Ini pula yang dialami oleh para nabi sebelum beliau ‘Alaihissalam. Allah ﷻ berfirman tentang kaum Nabi Hud ‘Alaihissalam,
﴿قَالُوا يَا هُودُ مَا جِئْتَنَا بِبَيِّنَةٍ وَمَا نَحْنُ بِتَارِكِي آلِهَتِنَا عَنْ قَوْلِكَ وَمَا نَحْنُ لَكَ بِمُؤْمِنِينَ. إِنْ نَقُولُ إِلَّا اعْتَرَاكَ بَعْضُ آلِهَتِنَا بِسُوءٍ﴾
“Kaum ‘Ad berkata: “Wahai Hud, kamu tidak mendatangkan kepada kami suatu bukti yang nyata, dan kami sekali-kali tidak akan meninggalkan sembahan-sembahan kami karena perkataanmu, dan kami sekali-kali tidak akan mempercayai kamu. “Kami hanya mengatakan bahwa sebagian sesembahan kami telah menimpakan penyakit gila atas dirimu.” (QS. Hud: 53-54)

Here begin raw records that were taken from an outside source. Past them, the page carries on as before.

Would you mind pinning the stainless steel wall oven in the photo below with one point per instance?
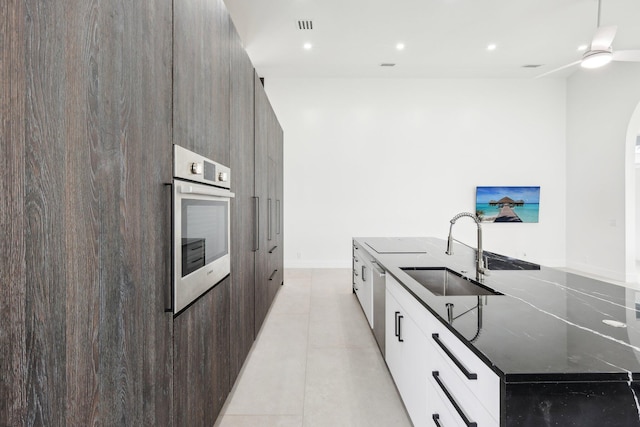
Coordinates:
(201, 225)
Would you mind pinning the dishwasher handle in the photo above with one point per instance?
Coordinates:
(378, 269)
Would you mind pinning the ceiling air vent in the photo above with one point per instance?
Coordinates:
(305, 24)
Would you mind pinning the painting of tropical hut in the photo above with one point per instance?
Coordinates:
(508, 204)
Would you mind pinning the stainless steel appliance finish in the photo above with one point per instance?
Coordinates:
(378, 304)
(194, 167)
(201, 226)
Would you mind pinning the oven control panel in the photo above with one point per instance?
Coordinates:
(194, 167)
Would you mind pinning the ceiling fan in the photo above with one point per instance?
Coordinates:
(600, 51)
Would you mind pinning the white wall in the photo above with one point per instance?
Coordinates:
(600, 173)
(401, 157)
(637, 211)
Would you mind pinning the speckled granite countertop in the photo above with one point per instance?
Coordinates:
(549, 325)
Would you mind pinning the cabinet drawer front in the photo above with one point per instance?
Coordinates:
(423, 318)
(486, 385)
(464, 408)
(440, 414)
(451, 358)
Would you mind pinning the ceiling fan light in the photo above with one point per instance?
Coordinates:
(596, 59)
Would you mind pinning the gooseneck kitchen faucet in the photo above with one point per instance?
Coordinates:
(480, 268)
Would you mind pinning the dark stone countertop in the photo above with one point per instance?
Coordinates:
(548, 324)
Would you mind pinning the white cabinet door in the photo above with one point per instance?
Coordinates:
(367, 290)
(427, 346)
(407, 357)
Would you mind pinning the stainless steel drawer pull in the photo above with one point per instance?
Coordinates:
(463, 369)
(465, 419)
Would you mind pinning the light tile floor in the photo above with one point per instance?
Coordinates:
(315, 362)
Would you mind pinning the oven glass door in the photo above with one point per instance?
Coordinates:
(204, 232)
(201, 230)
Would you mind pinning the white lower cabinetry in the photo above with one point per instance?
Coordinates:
(406, 352)
(434, 371)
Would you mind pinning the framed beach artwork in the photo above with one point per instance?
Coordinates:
(508, 204)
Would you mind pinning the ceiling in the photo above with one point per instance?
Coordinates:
(443, 38)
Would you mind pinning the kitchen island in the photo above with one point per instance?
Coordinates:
(559, 349)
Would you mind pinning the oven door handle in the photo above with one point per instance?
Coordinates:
(190, 189)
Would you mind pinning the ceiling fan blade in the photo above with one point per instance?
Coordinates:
(603, 38)
(626, 55)
(558, 69)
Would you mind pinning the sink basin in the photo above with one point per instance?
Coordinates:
(445, 282)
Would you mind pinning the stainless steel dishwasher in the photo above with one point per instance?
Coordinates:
(378, 304)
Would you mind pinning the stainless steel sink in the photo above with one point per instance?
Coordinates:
(445, 282)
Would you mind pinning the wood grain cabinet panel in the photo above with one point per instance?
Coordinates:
(201, 358)
(93, 89)
(242, 324)
(263, 292)
(13, 355)
(201, 77)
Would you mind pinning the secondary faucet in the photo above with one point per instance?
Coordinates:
(480, 268)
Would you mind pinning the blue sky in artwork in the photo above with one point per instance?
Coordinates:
(528, 194)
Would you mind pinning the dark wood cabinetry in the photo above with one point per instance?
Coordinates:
(88, 98)
(268, 137)
(201, 365)
(243, 219)
(92, 96)
(201, 77)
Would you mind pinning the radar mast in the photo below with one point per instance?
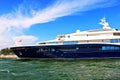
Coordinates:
(104, 23)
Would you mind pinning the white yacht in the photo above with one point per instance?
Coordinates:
(99, 43)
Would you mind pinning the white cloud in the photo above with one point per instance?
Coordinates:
(13, 24)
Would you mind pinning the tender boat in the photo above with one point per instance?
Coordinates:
(99, 43)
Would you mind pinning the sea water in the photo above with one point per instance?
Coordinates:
(81, 69)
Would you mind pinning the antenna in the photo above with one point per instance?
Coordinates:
(104, 23)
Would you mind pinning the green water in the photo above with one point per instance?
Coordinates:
(83, 69)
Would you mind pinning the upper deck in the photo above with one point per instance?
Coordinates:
(104, 35)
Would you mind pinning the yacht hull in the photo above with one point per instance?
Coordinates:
(69, 51)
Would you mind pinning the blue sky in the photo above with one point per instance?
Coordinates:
(37, 20)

Kemudian Nabi Hud ‘Alaihissalam pun menjawab ancaman mereka dengan berkata,
﴿إِنِّي أُشْهِدُ اللَّهَ وَاشْهَدُوا أَنِّي بَرِيءٌ مِمَّا تُشْرِكُونَ. مِنْ دُونِهِ فَكِيدُونِي جَمِيعًا ثُمَّ لَا تُنْظِرُونِ. إِنِّي تَوَكَّلْتُ عَلَى اللَّهِ رَبِّي وَرَبِّكُمْ مَا مِنْ دَابَّةٍ إِلَّا هُوَ آخِذٌ بِنَاصِيَتِهَا إِنَّ رَبِّي عَلَى صِرَاطٍ مُسْتَقِيمٍ﴾
“Sesungguhnya aku bersaksi kepada Allah, dan saksikanlah olehmu sekalian, bahwa sesungguhnya aku berlepas diri dari apa yang kamu persekutukan dari selain-Nya. Sebab itu jalankanlah tipu dayamu semuanya terhadapku dan janganlah kamu tunda lagi. Sesungguhnya aku bertawakkal kepada Allah Tuhanku dan Tuhanmu. Tidak ada suatu binatang melatapun melainkan Dialah yang memegang ubun-ubunnya. Sesungguhnya Tuhanku di atas jalan yang lurus!” (QS. Hud: 54-56)
Perhatikanlah kelembutan Nabi Ibrahim ‘Alaihissalam ketika mengatakan kepada kaumnya,
﴿وَكَيْفَ أَخَافُ مَا أَشْرَكْتُمْ وَلَا تَخَافُونَ أَنَّكُمْ أَشْرَكْتُمْ بِاللَّهِ مَا لَمْ يُنَزِّلْ بِهِ عَلَيْكُمْ سُلْطَانًا فَأَيُّ الْفَرِيقَيْنِ أَحَقُّ بِالْأَمْنِ إِنْ كُنْتُمْ تَعْلَمُونَ﴾
“Bagaimana mungkin aku takut kepada apa yang kamu persekutukan (dengan Allah), padahal kamu tidak takut dengan apa yang Allah sendiri tidak menurunkan keterangan kepadamu untuk mempersekutukan-Nya. Manakah dari kedua golongan itu yang lebih berhak mendapat keamanan (dari malapetaka), jika kamu mengetahui?”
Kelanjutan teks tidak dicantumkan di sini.